Metrics Overview

Klag exports its metrics through Micrometer, so the exact name format depends on the reporter (Prometheus, Datadog, or OTLP). The logical metrics are the same everywhere.

Tags depend on the metric’s scope. Consumer metrics commonly use consumer_group, topic-level metrics add topic, and only partition-level series add partition. Broker/topic signals such as throughput and ISR do not have a consumer_group tag.

Core lag and offsets

Metric	Description
`klag.consumer.lag`	Current lag per partition (also `.sum`, `.max`, `.min`).
`klag.consumer.lag.velocity`	Rate of change; positive means falling behind. See Lag Velocity.
`klag.consumer.committed_offset`	Last committed offset per partition.
`klag.partition.log_end_offset`	Latest offset per partition.
`klag.partition.log_start_offset`	Earliest available offset per partition.
`klag.topic.partitions`	Partition count per topic.
`klag.consumer.group.state`	Consumer-group state and observed state-change count.

Consumer-group state

klag.consumer.group.state has consumer_group and a lowercase state tag. The possible values are stable, preparing_rebalance, completing_rebalance, empty, dead, and unknown. There is no generic rebalancing value.

The gauge value is a consecutive state-change count, not an encoded state or a lifetime cumulative total. It starts at 0, rises while the state changes on back-to-back collections, and resets to 0 on an unchanged collection. Select state by its tag rather than comparing the gauge to a state number. After a transition, two-phase stale-series cleanup can leave the previous state-tagged series visible for one or two collection intervals.

klag.consumer.lag, per-partition klag.consumer.lag.ms, and klag.consumer.committed_offset also carry member_host, consumer_id, and client_id tags identifying the consumer instance that owns each partition — handy for pinning lag to a specific pod. Unowned partitions (Empty/Dead groups) get empty-string values. Disable with CONSUMER_MEMBER_LABELS_ENABLED=false to cut cardinality. Topic-level lag.ms aggregates and partition-level klag.partition.log_*_offset metrics stay member-agnostic.

Hot partitions

Reported only when statistical outliers exist (see Hot Partitions):

Metric	Description
`klag.hot_partition`	Partition throughput × 100 when statistically high. Tags: `topic`, `partition` only.
`klag.hot_partition.lag`	Partition lag when statistically high. Tags: `consumer_group`, `topic`, `partition`.

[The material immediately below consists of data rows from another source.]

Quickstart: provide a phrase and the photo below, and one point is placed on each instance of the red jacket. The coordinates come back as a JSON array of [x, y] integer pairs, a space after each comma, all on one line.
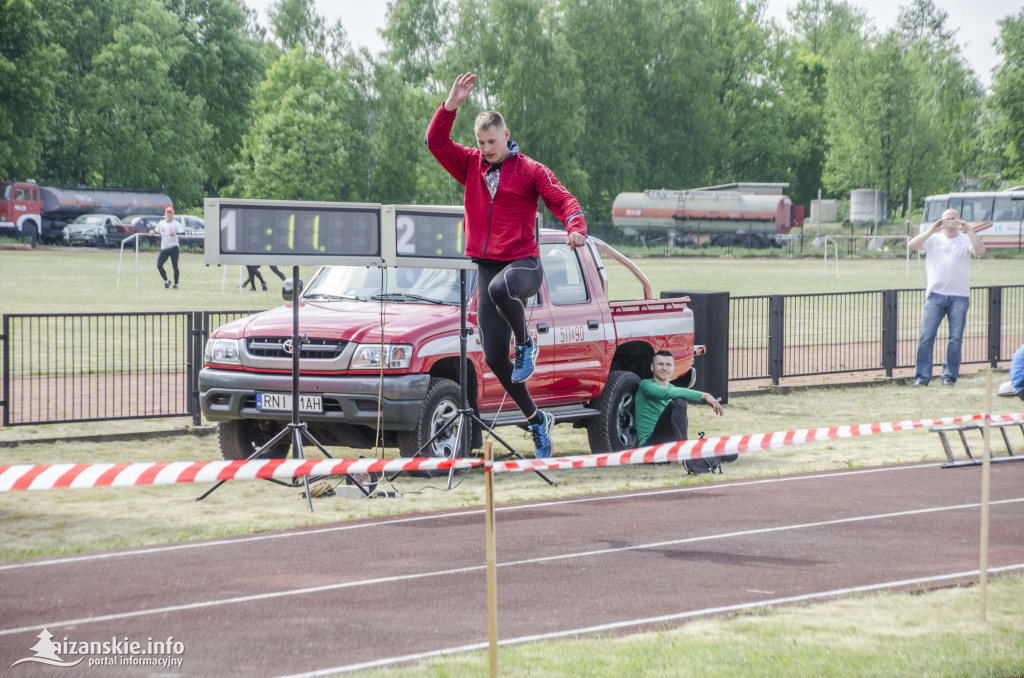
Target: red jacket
[[504, 228]]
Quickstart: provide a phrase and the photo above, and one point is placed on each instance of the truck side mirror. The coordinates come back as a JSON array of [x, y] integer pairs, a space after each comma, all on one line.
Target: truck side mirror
[[288, 289]]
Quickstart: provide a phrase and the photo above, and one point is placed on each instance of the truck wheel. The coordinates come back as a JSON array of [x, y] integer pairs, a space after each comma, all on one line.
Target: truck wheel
[[30, 234], [614, 429], [440, 405], [240, 438]]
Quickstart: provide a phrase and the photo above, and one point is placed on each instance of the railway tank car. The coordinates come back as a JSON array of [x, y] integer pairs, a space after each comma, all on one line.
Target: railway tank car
[[732, 214]]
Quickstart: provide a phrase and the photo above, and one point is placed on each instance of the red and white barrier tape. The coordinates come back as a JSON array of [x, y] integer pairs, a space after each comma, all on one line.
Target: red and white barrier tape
[[29, 476], [32, 476]]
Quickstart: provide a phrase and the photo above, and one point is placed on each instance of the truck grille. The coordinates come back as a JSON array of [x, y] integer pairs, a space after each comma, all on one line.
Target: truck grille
[[316, 349]]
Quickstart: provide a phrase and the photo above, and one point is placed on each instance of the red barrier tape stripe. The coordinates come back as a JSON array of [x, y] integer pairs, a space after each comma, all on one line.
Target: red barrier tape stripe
[[31, 476]]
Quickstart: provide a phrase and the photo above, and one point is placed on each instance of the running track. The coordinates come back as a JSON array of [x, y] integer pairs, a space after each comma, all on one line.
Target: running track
[[352, 595]]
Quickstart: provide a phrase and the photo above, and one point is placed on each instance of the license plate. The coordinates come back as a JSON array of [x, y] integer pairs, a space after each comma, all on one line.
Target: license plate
[[283, 403]]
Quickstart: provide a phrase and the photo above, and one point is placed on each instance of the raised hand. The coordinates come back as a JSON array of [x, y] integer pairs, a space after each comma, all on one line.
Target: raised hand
[[461, 90]]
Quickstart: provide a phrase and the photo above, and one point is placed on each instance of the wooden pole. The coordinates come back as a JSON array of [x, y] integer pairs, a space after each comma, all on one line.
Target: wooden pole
[[986, 472], [492, 558]]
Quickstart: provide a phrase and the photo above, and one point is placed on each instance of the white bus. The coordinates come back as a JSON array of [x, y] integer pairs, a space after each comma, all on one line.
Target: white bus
[[997, 216]]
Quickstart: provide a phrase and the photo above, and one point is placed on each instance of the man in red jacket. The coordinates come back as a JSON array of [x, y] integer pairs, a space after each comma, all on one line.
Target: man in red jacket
[[502, 192]]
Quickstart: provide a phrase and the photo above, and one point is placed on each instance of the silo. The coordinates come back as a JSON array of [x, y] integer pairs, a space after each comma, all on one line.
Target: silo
[[868, 207]]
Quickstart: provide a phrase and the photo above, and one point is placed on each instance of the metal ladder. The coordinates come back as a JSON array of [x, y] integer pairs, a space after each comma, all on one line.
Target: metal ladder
[[971, 460]]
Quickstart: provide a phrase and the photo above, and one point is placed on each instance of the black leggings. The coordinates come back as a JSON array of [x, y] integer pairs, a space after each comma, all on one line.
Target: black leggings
[[171, 252], [503, 288], [671, 425]]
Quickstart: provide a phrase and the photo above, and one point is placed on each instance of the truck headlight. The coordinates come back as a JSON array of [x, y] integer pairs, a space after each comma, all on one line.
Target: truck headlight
[[222, 350], [372, 356]]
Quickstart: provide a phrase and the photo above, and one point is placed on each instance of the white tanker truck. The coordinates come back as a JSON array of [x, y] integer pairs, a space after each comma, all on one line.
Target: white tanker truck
[[747, 214]]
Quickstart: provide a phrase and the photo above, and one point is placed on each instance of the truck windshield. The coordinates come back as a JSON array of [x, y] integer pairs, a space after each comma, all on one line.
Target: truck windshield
[[401, 285]]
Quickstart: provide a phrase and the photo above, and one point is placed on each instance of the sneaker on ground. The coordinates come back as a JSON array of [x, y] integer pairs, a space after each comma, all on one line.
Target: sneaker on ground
[[542, 435], [525, 362]]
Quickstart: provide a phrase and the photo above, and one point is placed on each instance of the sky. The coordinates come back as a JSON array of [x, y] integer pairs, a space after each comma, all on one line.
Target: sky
[[974, 18]]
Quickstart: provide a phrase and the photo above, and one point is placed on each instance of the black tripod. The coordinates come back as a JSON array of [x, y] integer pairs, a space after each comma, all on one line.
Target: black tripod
[[465, 417], [296, 429]]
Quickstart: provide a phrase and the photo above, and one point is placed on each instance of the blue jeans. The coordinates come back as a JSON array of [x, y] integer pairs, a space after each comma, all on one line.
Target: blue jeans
[[938, 306]]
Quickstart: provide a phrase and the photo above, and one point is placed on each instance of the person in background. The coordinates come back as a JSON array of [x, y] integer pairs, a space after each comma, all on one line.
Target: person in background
[[1017, 372], [169, 229], [253, 274], [660, 409], [947, 245], [502, 188]]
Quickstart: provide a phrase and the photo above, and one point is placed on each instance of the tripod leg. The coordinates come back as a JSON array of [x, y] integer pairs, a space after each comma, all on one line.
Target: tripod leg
[[298, 454], [282, 433], [512, 452], [460, 428]]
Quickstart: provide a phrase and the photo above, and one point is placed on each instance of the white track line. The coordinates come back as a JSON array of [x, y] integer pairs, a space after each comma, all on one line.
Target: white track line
[[614, 626], [471, 568], [231, 541]]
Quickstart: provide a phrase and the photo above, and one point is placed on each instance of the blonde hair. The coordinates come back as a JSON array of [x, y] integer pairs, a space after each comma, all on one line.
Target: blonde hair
[[488, 120]]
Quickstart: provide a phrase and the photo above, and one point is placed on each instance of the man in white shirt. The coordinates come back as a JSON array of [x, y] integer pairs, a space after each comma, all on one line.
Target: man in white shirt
[[947, 245], [169, 229]]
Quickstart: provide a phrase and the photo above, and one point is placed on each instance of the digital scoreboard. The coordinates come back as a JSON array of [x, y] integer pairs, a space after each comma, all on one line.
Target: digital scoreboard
[[282, 232], [427, 237]]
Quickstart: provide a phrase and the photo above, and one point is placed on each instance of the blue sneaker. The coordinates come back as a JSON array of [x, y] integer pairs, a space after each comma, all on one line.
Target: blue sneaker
[[525, 362], [542, 435]]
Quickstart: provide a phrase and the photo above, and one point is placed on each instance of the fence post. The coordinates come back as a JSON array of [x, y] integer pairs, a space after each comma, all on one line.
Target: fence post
[[711, 328], [994, 325], [776, 339], [890, 330], [5, 404], [196, 327]]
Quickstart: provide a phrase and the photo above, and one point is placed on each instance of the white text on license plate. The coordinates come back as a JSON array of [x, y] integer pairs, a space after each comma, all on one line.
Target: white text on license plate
[[283, 401]]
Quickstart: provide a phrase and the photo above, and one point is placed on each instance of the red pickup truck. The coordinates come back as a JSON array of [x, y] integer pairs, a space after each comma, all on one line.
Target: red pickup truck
[[382, 354]]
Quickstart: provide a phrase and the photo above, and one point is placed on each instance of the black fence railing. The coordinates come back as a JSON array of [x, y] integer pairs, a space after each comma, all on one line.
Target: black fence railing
[[773, 337], [93, 367]]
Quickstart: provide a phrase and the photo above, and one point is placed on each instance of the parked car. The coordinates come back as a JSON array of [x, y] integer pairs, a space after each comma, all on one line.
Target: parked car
[[355, 378], [140, 223], [195, 230], [89, 229]]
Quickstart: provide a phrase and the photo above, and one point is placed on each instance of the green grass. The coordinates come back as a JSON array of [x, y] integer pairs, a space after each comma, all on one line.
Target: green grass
[[933, 634], [58, 280], [886, 635]]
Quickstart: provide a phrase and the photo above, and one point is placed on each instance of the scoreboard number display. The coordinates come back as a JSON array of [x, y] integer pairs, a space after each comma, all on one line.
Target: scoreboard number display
[[428, 237], [283, 232]]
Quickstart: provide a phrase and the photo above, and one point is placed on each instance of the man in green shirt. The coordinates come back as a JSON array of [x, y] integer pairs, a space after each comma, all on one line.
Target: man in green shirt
[[660, 408]]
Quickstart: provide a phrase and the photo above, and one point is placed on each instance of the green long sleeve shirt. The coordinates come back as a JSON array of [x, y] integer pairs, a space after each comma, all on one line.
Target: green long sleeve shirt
[[651, 400]]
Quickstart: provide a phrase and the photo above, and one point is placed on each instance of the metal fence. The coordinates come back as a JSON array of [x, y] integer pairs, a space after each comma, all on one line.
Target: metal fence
[[773, 337], [93, 367]]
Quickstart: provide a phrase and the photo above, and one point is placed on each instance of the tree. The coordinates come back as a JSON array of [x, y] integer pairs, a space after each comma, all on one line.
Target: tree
[[822, 27], [29, 75], [222, 64], [299, 146], [416, 33], [750, 116], [297, 26], [150, 132], [1008, 96], [870, 117]]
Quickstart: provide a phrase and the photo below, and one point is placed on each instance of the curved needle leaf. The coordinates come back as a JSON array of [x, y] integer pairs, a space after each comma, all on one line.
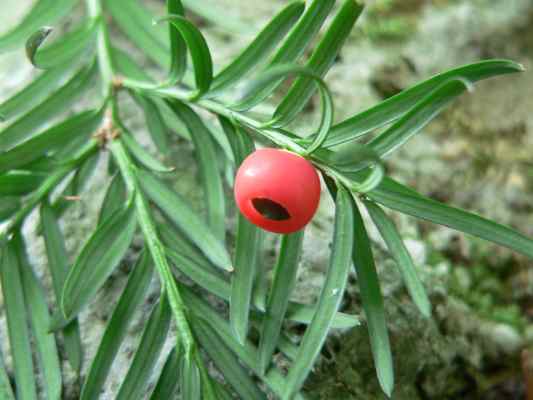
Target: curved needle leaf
[[198, 49], [59, 266], [17, 329], [321, 60], [177, 210], [395, 107], [259, 48], [206, 154], [395, 196], [152, 341], [63, 51], [402, 257], [278, 298], [418, 117], [372, 300], [131, 298], [45, 344], [330, 296], [97, 260], [44, 12]]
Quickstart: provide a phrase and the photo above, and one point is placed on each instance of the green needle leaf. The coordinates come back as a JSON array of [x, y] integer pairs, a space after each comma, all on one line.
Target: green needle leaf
[[395, 107], [44, 12], [59, 266], [132, 297], [372, 304], [97, 260], [402, 257], [134, 385], [330, 296], [226, 362], [80, 125], [167, 384], [70, 47], [45, 345], [278, 299], [259, 48], [27, 125], [17, 328], [321, 60], [418, 117], [422, 207], [177, 210], [207, 157], [198, 49]]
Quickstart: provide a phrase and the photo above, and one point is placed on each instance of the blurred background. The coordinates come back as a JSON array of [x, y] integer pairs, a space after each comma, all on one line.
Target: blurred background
[[477, 155]]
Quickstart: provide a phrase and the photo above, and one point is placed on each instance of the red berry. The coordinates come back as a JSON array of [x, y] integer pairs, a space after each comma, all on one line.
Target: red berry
[[277, 190]]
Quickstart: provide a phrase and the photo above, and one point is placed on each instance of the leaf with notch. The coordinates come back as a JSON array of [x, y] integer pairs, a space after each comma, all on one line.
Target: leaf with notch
[[64, 50], [330, 295], [198, 50], [180, 213], [27, 125], [58, 265], [44, 12], [206, 155], [399, 198], [152, 341], [321, 60], [132, 297], [395, 107], [17, 328], [97, 260], [259, 48], [62, 134], [278, 299], [418, 117], [226, 362], [402, 257], [45, 344]]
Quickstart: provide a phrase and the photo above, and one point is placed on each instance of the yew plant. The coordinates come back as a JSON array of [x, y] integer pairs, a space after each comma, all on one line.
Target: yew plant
[[45, 163]]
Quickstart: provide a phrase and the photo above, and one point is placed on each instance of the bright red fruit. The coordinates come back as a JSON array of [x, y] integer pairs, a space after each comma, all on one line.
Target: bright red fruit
[[277, 190]]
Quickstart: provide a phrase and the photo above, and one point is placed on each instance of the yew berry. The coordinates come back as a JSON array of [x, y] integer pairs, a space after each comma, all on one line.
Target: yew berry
[[277, 190]]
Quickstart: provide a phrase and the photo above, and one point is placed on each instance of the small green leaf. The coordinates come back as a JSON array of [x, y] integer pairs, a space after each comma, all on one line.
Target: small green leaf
[[321, 60], [44, 12], [117, 328], [178, 47], [80, 125], [58, 265], [28, 124], [17, 328], [45, 344], [330, 295], [114, 199], [418, 117], [259, 48], [198, 49], [372, 300], [395, 107], [167, 384], [19, 183], [394, 196], [140, 154], [97, 260], [402, 257], [206, 156], [35, 92], [63, 51], [226, 362], [177, 210], [278, 300], [152, 341]]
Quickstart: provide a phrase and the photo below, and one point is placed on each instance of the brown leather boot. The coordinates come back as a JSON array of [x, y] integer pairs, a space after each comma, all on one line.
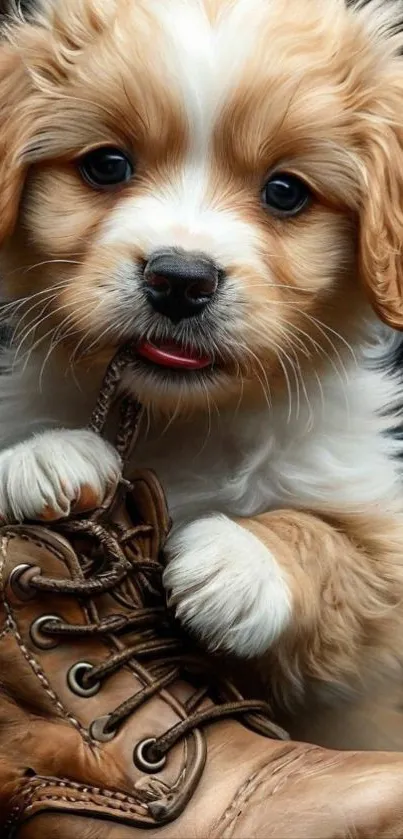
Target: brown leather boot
[[105, 727], [107, 730]]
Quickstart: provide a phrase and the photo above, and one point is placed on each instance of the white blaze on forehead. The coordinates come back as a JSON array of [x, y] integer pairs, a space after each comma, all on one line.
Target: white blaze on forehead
[[178, 215], [204, 57], [204, 60]]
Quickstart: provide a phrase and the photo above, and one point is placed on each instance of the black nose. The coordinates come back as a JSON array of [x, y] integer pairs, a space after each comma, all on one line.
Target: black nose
[[179, 284]]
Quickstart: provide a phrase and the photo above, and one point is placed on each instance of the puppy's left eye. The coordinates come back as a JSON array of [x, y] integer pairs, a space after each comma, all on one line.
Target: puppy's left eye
[[285, 194], [105, 168]]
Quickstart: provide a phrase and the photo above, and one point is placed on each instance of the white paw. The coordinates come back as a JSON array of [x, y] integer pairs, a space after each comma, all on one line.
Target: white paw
[[55, 472], [226, 586]]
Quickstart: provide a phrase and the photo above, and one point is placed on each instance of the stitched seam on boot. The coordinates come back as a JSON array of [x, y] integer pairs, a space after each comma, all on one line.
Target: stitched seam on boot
[[32, 661], [114, 800], [229, 818]]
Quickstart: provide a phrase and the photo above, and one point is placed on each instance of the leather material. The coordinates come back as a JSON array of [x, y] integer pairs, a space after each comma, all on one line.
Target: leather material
[[57, 779]]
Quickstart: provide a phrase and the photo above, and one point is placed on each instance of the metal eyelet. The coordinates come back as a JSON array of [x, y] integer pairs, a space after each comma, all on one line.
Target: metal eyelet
[[38, 637], [143, 762], [19, 581], [97, 730], [74, 679]]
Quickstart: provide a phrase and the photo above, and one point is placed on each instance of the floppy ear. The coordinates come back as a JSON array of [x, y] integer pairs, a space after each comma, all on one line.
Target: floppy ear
[[13, 132], [381, 221]]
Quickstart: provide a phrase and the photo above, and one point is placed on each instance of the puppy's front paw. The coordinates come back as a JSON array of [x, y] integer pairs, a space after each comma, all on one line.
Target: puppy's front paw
[[58, 471], [226, 586]]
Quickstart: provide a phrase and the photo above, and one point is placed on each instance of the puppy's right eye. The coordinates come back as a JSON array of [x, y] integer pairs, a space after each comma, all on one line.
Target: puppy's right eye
[[105, 168]]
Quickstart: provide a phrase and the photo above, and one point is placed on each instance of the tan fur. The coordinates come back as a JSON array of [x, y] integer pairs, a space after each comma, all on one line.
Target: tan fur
[[331, 112], [346, 580]]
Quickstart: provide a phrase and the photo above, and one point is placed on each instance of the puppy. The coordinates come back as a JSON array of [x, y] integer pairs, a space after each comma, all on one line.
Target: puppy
[[219, 182]]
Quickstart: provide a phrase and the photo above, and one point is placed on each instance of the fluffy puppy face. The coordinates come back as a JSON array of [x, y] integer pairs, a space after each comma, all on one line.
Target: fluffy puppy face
[[212, 180]]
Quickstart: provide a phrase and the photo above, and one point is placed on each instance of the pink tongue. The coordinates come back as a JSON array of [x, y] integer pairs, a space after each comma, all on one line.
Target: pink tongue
[[172, 355]]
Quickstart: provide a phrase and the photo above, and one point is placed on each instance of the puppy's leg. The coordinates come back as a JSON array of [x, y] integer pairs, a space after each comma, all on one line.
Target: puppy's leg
[[320, 595], [48, 475], [49, 465]]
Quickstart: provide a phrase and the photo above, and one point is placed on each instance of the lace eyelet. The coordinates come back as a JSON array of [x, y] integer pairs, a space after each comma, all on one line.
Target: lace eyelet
[[74, 679], [38, 637], [97, 730], [143, 762], [19, 581]]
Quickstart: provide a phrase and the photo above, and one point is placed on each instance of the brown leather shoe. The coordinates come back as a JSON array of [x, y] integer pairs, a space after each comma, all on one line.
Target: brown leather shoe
[[106, 727], [102, 736]]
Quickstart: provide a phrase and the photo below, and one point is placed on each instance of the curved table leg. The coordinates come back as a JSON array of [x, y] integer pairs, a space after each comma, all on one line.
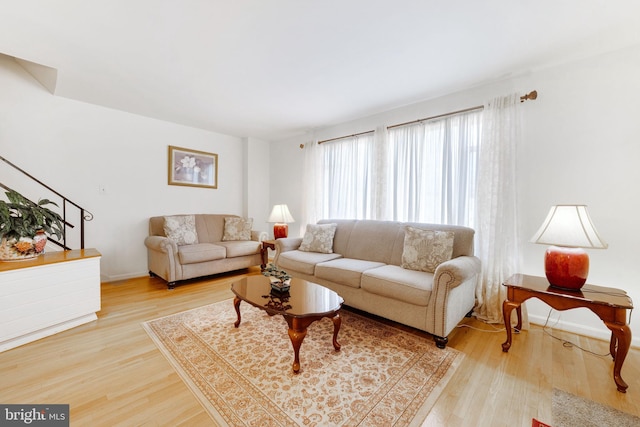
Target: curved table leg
[[507, 308], [621, 335], [236, 305], [297, 332], [337, 321]]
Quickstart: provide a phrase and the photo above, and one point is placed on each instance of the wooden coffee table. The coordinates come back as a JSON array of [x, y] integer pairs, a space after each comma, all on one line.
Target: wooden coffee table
[[303, 304]]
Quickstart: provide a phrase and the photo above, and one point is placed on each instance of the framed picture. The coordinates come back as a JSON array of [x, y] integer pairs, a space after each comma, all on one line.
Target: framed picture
[[192, 168]]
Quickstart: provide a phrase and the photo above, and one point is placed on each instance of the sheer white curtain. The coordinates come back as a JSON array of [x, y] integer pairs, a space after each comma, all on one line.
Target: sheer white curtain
[[496, 224], [312, 171], [432, 170], [340, 179]]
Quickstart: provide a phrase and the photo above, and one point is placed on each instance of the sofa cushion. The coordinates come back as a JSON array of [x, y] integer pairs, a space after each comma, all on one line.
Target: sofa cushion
[[425, 250], [241, 248], [395, 282], [181, 229], [236, 228], [200, 252], [304, 262], [344, 271], [318, 238]]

Under-replicated partitions (ISR)

Reported only when a partition is under-replicated (see ISR Monitoring):

Metric	Description
`klag.partition.under_replicated`	Missing in-sync replica count (`replicaCount - inSyncReplicaCount`). Tags: `topic`, `partition` only.

Time-based lag

See Time-Based Lag. Topic aggregate tags: consumer_group, topic. Partition tags: consumer_group, topic, partition, plus optional member labels.

Metric	Description
`klag.consumer.lag.ms`	Lag in milliseconds, from Kafka log timestamps (poll-history fallback).
`klag.consumer.lag.time_to_close_seconds`	Estimated seconds until lag reaches zero (only when catching up).

Commit staleness

Metric	Description
`klag.consumer.commit.staleness_seconds`	Seconds since Klag last observed the committed-offset sum change for a lagging group and topic. Tags: `consumer_group`, `topic`.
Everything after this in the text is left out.